It's All Greek to Me
Before you get excited about the last minute Euro-Deal and the 340 point rally in the Dow, consider this: Wall Street has been dancing to Greece's whistle. If Greece says 'jump,' Wall Street jumps, if Greece says 'Sorry, false alarm,' Wall Street cries. This has been going on for about 2 years now, and it's getting pretty tired. Shame on you if you think everything's going to be fine just because Greece and/or its European pretend-to-be saviors announce another plan to come up with a plan.
Greece is broke and has no significant revenue sources to pay off its debt. Foreign investors own about $385 billion worth of Greek government debt. Many banks and governments that own Greek debt are at the brink of insolvency already, so Greece's inability to pay its debt may push other countries and their banks into insolvency. You can't trust statements from European officials because they are trying to prevent panic. Panic will make any kind of solutions more expensive and more difficult to execute.
Eventually Greece's saviors will realize that this is a leaky bucket money pit. A sudden and unprepared Greek bankruptcy would shatter the eurozone unless Greece is quarantined first.
Doing this wouldn't be cheap. To prepare for a such a quarantine (which is a more diplomatic term than ejection from the eurozone), Europe would have to prepare and fund a fund that can pay for:
1) Defaulting Greek government debt
2) Shoring up banks that won't qualify for inter-bank credit
2) Make sure Italy and the next dominos in line are safe
It's estimated the price tag will be about $3 trillion (about the same amount of money our Federal Reserve has printed in the last three years). Can Europe scrape together $3 trillion? The combination of liquidity drying up and assets imploding is a lethal one.

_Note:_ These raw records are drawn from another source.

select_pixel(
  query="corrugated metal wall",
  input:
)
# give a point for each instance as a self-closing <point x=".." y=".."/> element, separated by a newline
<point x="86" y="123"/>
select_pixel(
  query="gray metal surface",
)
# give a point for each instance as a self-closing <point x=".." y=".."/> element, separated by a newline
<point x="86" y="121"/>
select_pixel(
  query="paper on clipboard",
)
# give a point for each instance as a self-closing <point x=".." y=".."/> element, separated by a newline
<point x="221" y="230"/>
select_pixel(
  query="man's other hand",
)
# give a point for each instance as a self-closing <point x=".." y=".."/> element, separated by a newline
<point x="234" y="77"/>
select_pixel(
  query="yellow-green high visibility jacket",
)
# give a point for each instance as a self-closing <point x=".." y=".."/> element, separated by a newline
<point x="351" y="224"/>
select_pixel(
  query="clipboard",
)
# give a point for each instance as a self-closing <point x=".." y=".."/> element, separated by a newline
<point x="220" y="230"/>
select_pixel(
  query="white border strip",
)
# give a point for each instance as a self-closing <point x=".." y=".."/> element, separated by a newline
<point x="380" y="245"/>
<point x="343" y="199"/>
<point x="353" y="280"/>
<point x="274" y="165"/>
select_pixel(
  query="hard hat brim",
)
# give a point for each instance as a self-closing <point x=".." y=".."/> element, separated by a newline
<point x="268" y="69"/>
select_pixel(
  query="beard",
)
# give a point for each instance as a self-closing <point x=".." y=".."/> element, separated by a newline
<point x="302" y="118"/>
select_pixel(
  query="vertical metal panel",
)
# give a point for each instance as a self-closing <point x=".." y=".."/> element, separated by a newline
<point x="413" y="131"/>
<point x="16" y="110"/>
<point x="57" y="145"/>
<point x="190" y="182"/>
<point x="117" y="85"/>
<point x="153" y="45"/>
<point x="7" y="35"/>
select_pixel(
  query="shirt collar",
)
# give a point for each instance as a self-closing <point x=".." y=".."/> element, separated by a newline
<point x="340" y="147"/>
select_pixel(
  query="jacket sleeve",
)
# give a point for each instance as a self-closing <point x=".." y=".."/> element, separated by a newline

What's really happening in Europe is that everyone is bailing out everyone! The larger problem betrayed by yesterday's agreement is that European leaders continue to act as if they are mainly dealing with a crisis of confidence, which can be restored with evermore far-reaching bailout schemes. There are no new ideas for promoting the structural economic reforms—both at the periphery and at the center of the euro zone. It's still a house of cards waiting for the next windstorm.
This is the classic example of how socialism can fail. Worker productivity is not sufficient to support all the benefits doled out. So governments borrow in ever increasing amounts to perpetuate the ruse. But eventually, the whole thing collapses of its own weight. We here in the US should be learning from this - but we haven't.